Más sobre Julia (II): mi primer programa

A las entradas que he hecho sobre Julia estos últimos días, quiero añadir esta en la que publico mi primer programa en dicho lenguaje.

Me ha dado por reimplementar el programa para realizar un muestreo de Gibbs que aparece en Gibbs sampler in various languages.

Lo primero ha sido instalar Julia, para lo que basta con seguir las instrucciones que aparecen en su página de github. Y aviso: tarda bastante en descargar y compilar todas sus dependencias.
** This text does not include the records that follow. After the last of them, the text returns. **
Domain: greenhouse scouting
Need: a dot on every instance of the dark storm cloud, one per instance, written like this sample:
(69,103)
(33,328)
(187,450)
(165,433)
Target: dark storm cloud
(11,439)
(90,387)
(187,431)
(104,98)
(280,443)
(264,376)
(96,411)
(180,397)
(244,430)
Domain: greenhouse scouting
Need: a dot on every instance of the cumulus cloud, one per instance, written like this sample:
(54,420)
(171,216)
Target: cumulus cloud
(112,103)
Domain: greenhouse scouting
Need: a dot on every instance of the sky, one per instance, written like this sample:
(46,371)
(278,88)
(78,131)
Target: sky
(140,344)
El código de mi programa, para que quede constancia pública de que vengo a ser un pionero en España usándolo, es:

function gibbs(n, thin)
        x = 0.0
        y = 0.0
        for i=1:n
                for j=1:thin
                        x = randg(3) / (y * y + 4)
                        y = randn() / sqrt(2*x + 2) + 1 / (x + 1)
                end
                println(i, " ", x, " ", y)
        end
end

gibbs(50000, 1000)

El programa en cuestión, tal cual viene en la página que cito arriba, en R, ha tardado en ejecutarse

$ time Rscript mcmc00.R > data.tab

real 8m31.259s
user 8m29.668s
sys 0m0.948s

Y en Julia,

$ time julia mcmc00.j > data.tab.j

real 0m9.268s
user 0m9.113s s
ys 0m0.144s

Es decir, del orden de 60 veces menos. Es de reseñar que este tipo de algoritmos son de los menos indicados para ser ejecutados con R: son imposibles de vectorizar. No en vano, MCMC (tal como aparece en los nombres de los programas) significa Markov Chain Monte Carlo y en una cadena de Markov, cada valor depende del estado anterior. Hay que morir a hierro y construir un bucle.
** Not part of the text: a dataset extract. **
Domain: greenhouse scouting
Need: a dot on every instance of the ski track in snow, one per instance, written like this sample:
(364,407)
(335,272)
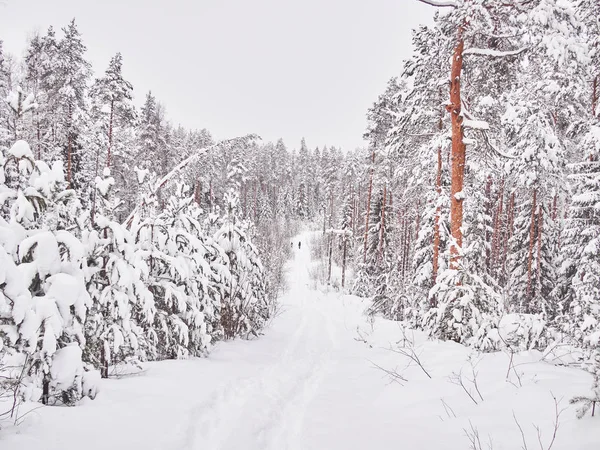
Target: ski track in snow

El resultado de ambas simulaciones puede apreciarse en el siguiente gráfico:

Es cierto que en este ejemplo concreto, los números aleatorios podrían precalcularse en una única llamada a rnorm o rgamma, pero no he observado una ganancia sustancial de tiempos, que se pierden, fundamentalmene, en el código interpretado dentro del bucle.